First time buyers need a deposit that now averages 27 per cent, the average age of first time buyers has risen to 37 and 40 per cent of young people believe that they will never be able to afford to be home owners.
The shock wave of the global financial crisis is still rippling through the world economy. The only housing sector that is benefitting from these seismic financial and economic shifts is the private rented sector. In the absence of alternatives, private renting is on the up and rents are increasing.
As home ownership begins to fall it is predicted that private renting will continue to rise towards 20 per cent.
These trends in housing supply are exacerbated by the coalition government’s 60 per cent cut in investment in new homes through the national affordable housing programme and its insistence that “affordable rents” are set at 80 per cent of market rents (“affordable” in this context being truly Orwellian, because for most people in need of an affordable home in the high costs areas particularly in the South of England, 80 per cent of market rent is not affordable).
These are the realities facing newly forming households trying to find a decent home they can afford and raise a family in. In order to solve this housing crisis innovative new ways of providing affordable homes are needed.
It is against this background that Labour & Co-operative MP Jonathan Reynolds is presenting to his ten minute rule bill, the co-operative housing (tenure) bill 2011, to the house of commons on 11th October.
The Bill proposes to enshrine in English law the legal principle that the right of occupation of a dwelling can arise through membership of a housing co-operative which owns property rather than solely through the grant of a tenancy by a superior (feudal) landlord.
To create a new form of tenure in the midst of a housing crisis may seem esoteric.
Yes, Jonathan Reynolds’s co-operative housing (tenure) bill will overturn over 1,000 years of feudal land law history which has its roots in the Dark Ages from whence the only way to gain occupation rights was either as freeholder (of the Crown) or as tenant of a superior feudal landlord: a history which has led to the bi-polar approach to housing ownership and rental as the two only available tenures.
This bi-polar tenure structure and the financial advantages in the past that accrued from individual home ownership – advantages that will not return in this world after the financial crisis – is a prime source of the thinking that home ownership is the tenure of choice and that rental is the tenure of the poor or of last resort that dominates UK housing markets.

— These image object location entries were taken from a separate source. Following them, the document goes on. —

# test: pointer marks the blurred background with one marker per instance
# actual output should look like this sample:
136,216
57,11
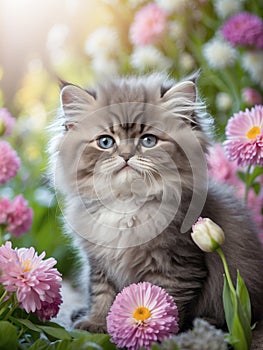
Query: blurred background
81,41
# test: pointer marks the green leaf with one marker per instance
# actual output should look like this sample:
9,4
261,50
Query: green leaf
238,334
56,332
228,305
26,323
255,173
42,344
8,339
243,296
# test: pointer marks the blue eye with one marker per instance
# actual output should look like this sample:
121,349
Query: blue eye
149,140
105,142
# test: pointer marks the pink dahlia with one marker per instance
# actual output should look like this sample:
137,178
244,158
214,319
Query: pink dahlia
9,162
35,281
244,29
7,122
148,26
244,133
220,169
20,217
140,315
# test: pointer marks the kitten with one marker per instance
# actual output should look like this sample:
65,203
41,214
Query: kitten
129,157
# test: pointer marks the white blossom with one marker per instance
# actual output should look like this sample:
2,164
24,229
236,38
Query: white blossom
223,101
103,41
252,62
226,8
149,57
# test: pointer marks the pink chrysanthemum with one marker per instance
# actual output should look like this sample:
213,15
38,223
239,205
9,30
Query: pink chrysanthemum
9,162
140,315
34,280
244,133
20,217
244,29
220,169
148,26
7,122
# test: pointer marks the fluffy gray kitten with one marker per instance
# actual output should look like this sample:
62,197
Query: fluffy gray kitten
129,157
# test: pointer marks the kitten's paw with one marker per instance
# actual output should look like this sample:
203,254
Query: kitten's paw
92,327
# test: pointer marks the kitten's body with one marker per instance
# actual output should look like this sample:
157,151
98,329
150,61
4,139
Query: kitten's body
133,205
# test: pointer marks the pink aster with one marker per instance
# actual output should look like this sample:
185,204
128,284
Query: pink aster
9,162
20,217
7,122
140,315
244,29
244,133
220,168
148,26
35,281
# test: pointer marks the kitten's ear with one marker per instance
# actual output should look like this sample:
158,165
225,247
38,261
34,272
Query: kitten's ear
74,100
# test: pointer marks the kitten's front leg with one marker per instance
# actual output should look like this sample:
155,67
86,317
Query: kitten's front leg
101,298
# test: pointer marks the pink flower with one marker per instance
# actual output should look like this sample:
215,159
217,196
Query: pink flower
140,315
7,122
9,162
251,96
20,217
244,29
34,280
148,26
244,133
220,168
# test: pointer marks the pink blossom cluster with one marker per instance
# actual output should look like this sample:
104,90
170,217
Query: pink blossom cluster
157,311
148,26
245,29
225,171
7,122
9,162
35,282
16,217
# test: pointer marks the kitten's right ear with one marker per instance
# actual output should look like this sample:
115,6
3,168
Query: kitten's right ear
72,95
74,101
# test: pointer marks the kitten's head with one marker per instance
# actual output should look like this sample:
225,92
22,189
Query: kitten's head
130,139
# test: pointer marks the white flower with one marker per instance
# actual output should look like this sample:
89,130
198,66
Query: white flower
103,66
223,101
219,54
148,57
186,61
103,41
135,3
173,5
225,8
207,235
252,62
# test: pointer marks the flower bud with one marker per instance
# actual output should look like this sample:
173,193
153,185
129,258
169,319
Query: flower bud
207,235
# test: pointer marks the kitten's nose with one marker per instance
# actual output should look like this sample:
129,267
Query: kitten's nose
126,156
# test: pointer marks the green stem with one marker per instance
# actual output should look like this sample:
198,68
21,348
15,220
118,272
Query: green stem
228,277
247,183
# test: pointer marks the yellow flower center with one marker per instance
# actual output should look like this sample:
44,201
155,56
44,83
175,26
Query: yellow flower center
27,265
141,313
253,132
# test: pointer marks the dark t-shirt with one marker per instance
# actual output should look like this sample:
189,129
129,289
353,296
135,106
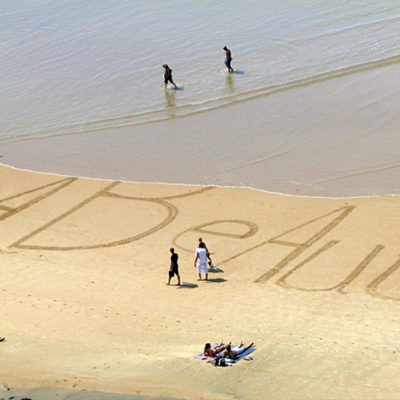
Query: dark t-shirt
174,259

Jonathan Reynolds’s attempt to create co-operative housing tenure as a distinct new legal way of gaining rights to occupy a home is not just an esoteric legal proposition.

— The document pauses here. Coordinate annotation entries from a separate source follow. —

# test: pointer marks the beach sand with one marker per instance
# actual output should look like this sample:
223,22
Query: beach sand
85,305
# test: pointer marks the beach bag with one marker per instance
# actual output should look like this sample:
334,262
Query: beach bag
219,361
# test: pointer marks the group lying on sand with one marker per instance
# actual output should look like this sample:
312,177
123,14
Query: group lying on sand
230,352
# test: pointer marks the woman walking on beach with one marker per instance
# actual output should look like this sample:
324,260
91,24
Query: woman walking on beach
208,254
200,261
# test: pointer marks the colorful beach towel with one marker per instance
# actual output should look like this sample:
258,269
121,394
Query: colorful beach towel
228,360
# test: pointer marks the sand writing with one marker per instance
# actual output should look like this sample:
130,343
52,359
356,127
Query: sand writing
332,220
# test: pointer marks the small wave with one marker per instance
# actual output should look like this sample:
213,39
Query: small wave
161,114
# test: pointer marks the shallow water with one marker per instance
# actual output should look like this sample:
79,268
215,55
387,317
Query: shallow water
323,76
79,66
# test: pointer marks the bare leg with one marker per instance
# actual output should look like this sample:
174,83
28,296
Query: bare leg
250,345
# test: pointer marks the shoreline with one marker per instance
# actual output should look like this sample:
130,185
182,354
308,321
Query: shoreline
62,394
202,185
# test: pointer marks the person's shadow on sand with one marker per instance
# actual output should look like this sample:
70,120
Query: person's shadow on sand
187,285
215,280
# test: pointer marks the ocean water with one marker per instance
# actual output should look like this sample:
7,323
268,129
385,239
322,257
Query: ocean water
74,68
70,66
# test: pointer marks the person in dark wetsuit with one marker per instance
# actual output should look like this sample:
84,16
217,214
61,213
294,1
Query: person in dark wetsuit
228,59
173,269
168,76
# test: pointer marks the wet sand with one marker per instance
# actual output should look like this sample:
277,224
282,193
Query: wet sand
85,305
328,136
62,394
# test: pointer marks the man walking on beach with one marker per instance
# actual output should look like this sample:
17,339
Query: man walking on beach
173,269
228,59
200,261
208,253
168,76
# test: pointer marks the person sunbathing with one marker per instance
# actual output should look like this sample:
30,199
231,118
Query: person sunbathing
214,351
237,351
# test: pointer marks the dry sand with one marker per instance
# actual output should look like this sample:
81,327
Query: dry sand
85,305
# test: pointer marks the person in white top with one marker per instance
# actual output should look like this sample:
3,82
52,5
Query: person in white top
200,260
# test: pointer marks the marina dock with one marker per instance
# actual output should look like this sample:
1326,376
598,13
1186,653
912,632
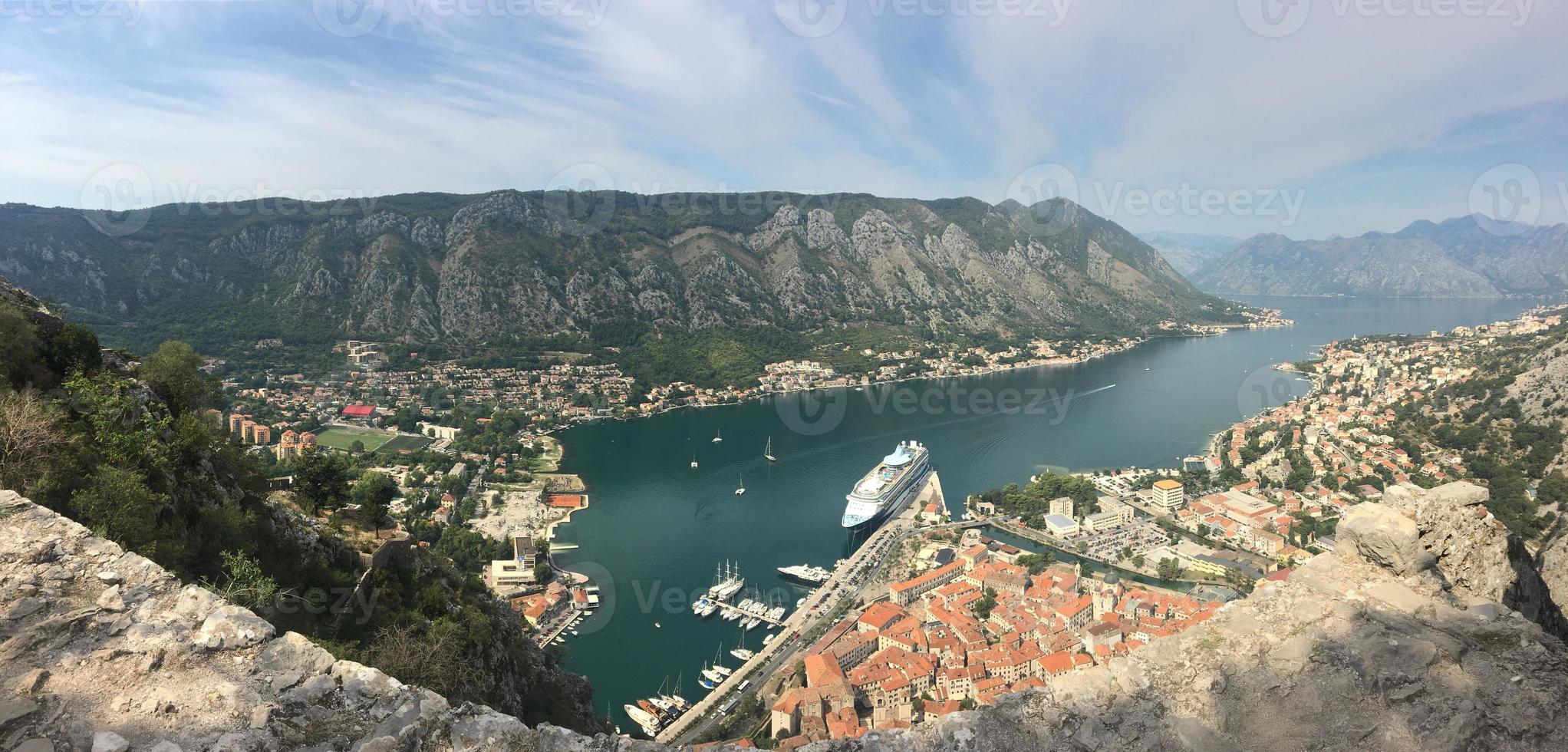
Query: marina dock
786,644
726,608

It is motivated by a recognition that, if we are to meet the need to increase the supply of affordable homes, new and innovate ways of doing so are desperately needed; new ways that will allow communities up and down the country to provide the homes they need on land that will otherwise remain barren and undeveloped. Jonathan Reynolds’s thinking is driven by the recognition that, as Albert Einstein insightfully said, “We can’t solve problems by using the same kind of thinking we used when we created them”.

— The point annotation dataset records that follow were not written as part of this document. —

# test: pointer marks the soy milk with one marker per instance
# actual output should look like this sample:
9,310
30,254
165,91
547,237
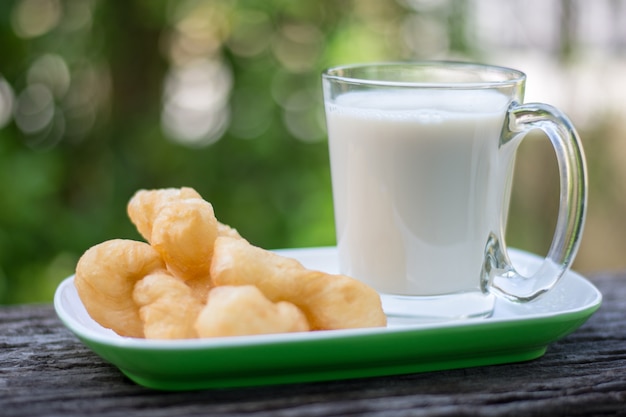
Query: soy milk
418,186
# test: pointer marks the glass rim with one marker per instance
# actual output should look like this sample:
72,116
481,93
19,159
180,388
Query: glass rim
508,76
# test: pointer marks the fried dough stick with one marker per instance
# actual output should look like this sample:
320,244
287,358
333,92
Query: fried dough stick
328,301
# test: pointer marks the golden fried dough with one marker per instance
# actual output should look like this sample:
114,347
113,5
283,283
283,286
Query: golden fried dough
328,301
144,206
105,277
167,307
184,232
226,230
244,310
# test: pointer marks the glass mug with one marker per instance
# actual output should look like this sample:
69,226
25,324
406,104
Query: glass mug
422,158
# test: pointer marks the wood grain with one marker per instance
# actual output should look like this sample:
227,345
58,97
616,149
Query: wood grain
46,371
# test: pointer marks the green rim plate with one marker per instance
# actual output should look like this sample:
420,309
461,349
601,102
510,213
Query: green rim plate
515,332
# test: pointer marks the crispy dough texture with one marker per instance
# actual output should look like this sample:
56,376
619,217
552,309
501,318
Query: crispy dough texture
145,205
167,307
328,301
184,232
244,310
105,276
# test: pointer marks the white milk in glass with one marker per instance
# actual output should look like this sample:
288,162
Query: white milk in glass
418,186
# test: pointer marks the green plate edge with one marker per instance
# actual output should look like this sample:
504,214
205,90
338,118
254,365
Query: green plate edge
345,357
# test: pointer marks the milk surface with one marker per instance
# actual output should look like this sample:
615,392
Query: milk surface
418,186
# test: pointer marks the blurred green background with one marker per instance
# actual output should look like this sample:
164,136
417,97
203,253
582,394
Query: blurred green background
101,98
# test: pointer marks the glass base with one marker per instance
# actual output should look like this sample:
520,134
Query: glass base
424,309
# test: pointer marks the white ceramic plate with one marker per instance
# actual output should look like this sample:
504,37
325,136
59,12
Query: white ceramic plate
515,332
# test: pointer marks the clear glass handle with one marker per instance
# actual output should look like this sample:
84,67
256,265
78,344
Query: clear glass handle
499,275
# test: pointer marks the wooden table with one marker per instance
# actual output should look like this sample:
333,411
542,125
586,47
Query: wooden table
45,370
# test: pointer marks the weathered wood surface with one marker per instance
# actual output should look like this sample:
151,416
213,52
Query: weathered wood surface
45,370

In proposing his co-operative housing (tenure) bill Jonathan Reynolds understands that the UK’s exclusive bi-polarity approach to housing tenure has been and remains a constraint on housing supply. He knows that in the UK co-operative housing provides less than 0.1 per cent of homes in comparison to the average of ten per cent contribution to housing supply in the rest of Europe and 14 per cent in Scandinavia.
Reaching that level of supply of co-operative homes would add six million homes to UK housing supply.
He understands that, given the right legal framework such as has existed in Sweden since 1920, individuals would chose to live and invest in owning equity in a housing co-operative rather than struggle on their own to afford to buy a home with a personal mortgage in a volatile housing market and an economically uncertain world.
He also knows that communities would work to find land on which to develop co-operative housing for their community because they could be certain that, with the right to co-operative tenure enshrined in law, the co-op homes they would help to build would remain affordable in perpetuity for future generations.
He understands that co-operative housing tenure would open the door to institutional investment in the provision of affordable homes because co-operatives, as a long term responsible owner of housing, controlled and maintained by its resident owner members, offers to individuals, pension funds and other long term investors an attractive, secure and assured rate of return on their investment.
He knows that in Germany and other countries communities invest in co-operative housing because it is good for the social, economic and environmental sustainability of their community. He knows that administering a housing co-operative under inappropriate landlord and tenant law creates numerous practical difficulties.
He also knows that the absence of appropriate co-operative legislation puts the UK government is in breach of its international obligations under International Labour Organisation resolution 193 which calls on all member governments to enable the establishment of co-operatives through appropriate legislation.
The co-operative housing (tenure) bill 2011 will open a new door for the building of affordable homes that is so desperately needed. The Government should embrace Jonathan Reynolds’s initiative and ensure that the Bill is given the time it needs to become law.